Title:Topological Weyl Phase of an Ideal Spin-Gapless Semiconductor KCrSe

Abstract:The coexistence of topological and spin-polarized electronic states within a single material platform provides an attractive route toward emergent quantum phenomena and spintronic functionalities. However, materials simultaneously exhibiting spin-gapless semiconducting (SGS) behavior and Weyl semimetallicity remain exceedingly rare. Here, using first-principles calculations, we identify the half-Heusler compound KCrSe as an ideal spin-gapless Weyl semimetal.

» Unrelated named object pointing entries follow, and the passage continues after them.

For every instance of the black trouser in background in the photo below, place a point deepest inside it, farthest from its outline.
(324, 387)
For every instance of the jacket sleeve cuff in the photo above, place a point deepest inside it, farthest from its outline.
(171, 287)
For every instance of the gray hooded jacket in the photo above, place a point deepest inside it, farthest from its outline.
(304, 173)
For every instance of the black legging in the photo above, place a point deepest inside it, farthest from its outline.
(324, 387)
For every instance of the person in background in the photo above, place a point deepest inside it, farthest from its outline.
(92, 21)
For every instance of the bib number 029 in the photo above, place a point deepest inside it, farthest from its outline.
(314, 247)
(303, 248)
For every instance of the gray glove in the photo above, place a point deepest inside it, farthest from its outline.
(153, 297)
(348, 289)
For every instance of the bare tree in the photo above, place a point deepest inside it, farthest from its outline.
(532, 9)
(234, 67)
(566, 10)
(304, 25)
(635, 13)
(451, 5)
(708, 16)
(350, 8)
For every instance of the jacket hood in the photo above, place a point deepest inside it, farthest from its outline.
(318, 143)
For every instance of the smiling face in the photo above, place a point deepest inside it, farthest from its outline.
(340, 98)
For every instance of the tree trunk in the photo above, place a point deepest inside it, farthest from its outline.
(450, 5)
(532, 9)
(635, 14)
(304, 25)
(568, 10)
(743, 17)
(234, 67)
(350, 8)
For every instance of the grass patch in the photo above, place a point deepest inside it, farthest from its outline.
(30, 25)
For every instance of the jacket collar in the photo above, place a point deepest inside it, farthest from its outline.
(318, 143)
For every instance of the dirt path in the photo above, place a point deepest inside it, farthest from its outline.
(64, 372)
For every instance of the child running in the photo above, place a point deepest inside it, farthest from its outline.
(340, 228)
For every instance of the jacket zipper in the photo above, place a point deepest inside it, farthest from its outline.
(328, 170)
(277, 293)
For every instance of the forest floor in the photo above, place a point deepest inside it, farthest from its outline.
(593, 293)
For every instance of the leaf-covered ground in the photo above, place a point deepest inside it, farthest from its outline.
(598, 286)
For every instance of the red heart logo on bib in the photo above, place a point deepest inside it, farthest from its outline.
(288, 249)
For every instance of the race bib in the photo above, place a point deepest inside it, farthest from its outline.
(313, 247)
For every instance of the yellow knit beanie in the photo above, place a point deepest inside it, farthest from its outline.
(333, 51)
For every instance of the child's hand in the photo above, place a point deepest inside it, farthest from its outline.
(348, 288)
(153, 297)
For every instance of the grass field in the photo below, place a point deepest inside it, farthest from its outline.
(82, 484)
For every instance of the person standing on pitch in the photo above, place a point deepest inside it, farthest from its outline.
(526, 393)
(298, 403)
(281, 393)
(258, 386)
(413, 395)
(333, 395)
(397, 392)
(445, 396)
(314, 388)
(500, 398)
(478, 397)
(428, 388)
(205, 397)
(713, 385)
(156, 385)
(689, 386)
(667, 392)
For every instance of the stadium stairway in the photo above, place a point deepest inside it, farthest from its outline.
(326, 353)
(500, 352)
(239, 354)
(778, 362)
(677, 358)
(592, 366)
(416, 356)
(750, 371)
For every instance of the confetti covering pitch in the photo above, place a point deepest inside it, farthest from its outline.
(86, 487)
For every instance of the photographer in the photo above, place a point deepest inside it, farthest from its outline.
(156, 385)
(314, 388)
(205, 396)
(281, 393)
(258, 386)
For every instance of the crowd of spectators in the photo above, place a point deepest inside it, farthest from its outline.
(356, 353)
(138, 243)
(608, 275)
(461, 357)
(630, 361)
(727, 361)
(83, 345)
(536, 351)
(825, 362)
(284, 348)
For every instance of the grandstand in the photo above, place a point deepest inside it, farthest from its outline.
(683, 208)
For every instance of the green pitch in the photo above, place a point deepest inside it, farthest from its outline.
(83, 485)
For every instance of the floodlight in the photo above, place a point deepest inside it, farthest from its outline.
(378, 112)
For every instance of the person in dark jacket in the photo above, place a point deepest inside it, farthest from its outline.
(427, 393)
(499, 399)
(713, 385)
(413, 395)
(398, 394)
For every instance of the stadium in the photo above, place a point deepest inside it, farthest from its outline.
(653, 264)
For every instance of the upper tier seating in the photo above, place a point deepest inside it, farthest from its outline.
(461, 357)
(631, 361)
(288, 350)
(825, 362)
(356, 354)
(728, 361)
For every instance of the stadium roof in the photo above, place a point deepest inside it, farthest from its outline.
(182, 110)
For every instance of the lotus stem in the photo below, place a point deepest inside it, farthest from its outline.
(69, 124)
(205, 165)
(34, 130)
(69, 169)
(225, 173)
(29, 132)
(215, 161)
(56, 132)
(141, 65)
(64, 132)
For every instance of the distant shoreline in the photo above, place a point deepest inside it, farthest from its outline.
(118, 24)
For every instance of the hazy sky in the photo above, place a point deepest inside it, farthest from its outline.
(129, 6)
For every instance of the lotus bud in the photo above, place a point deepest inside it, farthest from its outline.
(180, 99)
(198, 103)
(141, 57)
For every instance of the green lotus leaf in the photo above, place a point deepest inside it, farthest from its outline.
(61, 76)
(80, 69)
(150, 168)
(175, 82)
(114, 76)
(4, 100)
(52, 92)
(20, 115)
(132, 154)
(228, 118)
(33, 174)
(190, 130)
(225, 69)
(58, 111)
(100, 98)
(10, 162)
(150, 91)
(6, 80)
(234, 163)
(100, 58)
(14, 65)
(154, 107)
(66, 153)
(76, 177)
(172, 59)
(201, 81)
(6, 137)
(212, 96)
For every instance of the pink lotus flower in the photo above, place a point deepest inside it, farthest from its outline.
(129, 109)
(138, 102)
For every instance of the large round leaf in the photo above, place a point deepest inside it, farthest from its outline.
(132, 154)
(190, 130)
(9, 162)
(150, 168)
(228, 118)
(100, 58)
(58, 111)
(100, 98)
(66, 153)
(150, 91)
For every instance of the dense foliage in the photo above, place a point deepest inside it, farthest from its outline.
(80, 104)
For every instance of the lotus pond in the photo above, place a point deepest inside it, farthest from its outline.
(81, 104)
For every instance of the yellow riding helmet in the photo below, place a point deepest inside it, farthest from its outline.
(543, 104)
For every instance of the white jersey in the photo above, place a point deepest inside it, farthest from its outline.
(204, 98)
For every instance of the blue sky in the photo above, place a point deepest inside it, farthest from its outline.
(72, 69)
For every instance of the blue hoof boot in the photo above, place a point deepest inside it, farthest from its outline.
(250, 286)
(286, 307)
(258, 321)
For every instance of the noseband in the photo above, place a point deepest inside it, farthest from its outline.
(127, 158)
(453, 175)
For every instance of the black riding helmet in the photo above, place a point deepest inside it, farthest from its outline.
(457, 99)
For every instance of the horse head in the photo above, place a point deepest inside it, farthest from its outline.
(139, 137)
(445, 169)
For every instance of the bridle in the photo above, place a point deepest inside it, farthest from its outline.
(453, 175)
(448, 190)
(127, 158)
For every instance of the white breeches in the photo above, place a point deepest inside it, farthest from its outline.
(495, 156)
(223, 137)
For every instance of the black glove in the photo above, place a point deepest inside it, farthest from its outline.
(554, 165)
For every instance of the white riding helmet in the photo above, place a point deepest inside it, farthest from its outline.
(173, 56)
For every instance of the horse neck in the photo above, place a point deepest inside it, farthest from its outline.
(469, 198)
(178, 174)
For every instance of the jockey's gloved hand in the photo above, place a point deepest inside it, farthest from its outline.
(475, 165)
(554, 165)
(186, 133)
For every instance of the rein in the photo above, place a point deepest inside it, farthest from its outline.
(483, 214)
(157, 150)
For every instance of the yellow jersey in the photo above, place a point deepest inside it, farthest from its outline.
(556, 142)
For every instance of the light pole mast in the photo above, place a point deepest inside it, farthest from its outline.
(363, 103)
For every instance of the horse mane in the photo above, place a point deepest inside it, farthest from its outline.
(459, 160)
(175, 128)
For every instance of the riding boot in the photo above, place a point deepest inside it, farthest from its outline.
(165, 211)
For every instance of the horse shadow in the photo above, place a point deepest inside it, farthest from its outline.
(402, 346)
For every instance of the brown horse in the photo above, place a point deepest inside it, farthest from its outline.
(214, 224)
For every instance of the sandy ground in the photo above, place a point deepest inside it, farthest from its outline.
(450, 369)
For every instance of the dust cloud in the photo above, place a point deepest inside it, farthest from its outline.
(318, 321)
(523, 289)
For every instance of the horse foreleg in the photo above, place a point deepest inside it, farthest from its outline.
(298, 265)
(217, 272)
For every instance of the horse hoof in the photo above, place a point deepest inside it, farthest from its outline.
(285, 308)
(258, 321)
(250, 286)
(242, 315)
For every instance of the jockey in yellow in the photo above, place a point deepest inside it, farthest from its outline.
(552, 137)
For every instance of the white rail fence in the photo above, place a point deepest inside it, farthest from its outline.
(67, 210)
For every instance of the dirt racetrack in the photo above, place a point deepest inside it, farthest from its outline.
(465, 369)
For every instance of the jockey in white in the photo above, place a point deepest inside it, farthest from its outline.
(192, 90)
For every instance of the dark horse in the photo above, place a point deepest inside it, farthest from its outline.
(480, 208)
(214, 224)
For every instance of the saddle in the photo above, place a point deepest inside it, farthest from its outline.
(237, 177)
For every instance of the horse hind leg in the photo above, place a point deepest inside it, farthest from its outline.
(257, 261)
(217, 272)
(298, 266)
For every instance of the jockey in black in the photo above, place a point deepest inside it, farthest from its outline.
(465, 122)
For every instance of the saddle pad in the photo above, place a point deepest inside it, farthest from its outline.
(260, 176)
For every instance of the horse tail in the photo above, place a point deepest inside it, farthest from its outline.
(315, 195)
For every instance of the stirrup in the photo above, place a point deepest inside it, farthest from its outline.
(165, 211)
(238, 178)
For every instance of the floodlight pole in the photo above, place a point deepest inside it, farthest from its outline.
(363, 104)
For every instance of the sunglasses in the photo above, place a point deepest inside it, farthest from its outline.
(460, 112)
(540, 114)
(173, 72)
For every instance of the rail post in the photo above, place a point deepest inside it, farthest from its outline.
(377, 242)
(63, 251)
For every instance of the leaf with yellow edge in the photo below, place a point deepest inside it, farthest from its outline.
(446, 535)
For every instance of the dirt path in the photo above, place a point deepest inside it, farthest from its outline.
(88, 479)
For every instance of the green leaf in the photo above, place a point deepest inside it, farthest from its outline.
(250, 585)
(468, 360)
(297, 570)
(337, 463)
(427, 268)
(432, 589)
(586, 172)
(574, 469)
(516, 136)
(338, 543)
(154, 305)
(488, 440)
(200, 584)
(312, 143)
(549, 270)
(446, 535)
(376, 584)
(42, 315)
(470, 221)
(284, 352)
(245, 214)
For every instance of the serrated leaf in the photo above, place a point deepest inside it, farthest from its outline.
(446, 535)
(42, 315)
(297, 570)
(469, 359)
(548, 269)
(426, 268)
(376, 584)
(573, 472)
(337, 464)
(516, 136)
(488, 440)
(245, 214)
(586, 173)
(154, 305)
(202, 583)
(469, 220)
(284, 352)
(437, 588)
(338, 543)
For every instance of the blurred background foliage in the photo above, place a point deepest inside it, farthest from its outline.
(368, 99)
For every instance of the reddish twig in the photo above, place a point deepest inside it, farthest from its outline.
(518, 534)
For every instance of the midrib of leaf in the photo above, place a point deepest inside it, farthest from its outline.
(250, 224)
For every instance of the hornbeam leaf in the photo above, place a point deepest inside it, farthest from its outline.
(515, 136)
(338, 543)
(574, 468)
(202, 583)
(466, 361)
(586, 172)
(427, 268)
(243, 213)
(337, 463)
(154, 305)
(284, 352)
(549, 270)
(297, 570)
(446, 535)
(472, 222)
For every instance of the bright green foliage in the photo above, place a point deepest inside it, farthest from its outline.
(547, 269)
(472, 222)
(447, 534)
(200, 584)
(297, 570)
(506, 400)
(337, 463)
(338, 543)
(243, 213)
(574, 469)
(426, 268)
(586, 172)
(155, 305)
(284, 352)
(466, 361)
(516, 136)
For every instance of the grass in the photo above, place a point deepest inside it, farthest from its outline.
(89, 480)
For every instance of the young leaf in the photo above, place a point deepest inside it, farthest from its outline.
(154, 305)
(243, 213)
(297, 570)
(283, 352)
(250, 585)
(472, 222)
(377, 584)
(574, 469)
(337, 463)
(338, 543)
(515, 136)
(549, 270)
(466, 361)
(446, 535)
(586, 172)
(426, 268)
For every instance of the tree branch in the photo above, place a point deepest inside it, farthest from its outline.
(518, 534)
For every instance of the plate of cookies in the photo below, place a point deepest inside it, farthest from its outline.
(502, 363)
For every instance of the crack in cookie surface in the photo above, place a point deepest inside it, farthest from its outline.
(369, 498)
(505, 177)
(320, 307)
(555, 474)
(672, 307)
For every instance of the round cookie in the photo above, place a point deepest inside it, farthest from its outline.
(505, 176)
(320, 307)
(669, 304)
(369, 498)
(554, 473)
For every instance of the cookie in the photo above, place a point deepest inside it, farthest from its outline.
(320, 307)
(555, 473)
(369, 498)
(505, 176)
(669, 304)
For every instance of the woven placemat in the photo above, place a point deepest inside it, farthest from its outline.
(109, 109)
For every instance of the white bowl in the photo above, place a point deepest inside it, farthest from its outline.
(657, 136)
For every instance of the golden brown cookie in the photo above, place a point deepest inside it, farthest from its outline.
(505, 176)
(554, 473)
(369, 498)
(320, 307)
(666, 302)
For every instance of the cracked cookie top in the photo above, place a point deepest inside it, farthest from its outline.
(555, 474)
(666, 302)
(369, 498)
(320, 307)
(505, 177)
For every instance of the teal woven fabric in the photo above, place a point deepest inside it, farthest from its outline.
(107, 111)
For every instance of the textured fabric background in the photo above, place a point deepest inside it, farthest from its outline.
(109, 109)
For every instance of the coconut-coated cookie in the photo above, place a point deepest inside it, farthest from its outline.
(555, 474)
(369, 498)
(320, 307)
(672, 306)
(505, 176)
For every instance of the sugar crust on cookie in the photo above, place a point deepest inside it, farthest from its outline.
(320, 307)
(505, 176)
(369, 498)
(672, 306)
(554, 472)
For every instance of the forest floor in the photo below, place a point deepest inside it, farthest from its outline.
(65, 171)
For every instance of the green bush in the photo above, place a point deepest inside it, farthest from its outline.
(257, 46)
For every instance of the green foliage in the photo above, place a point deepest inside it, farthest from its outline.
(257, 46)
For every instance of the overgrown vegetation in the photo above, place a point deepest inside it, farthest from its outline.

Transport calculations reveal a weak temperature dependence of the longitudinal conductivity and relatively small Seebeck coefficients, providing further evidence of its SGS nature. KCrSe hosts a single pair of Weyl nodes-the minimum number permitted in a Weyl semimetal-located in close proximity to the Fermi level (E$_\text{F}$), resulting in exceptionally clean bulk and surface electronic spectra. The nontrivial Berry curvature associated with these Weyl nodes gives rise to sizable anomalous transport responses, including an anomalous Hall conductivity of $\sigma_{xy}^{A}\sim 90.76~\mathrm{S\,cm^{-1}}$ and an anomalous Nernst conductivity of $\alpha_{xy}^{A}\sim 0.15~\mathrm{A\,m^{-1}K^{-1}}$ at E$_\text{F}$, with substantially enhanced values at lower energies. The combination of an ideal Weyl topology, fully spin-polarized low-energy states, and finite anomalous transport establishes KCrSe as a promising platform for designing high-efficiency topological spintronic devices.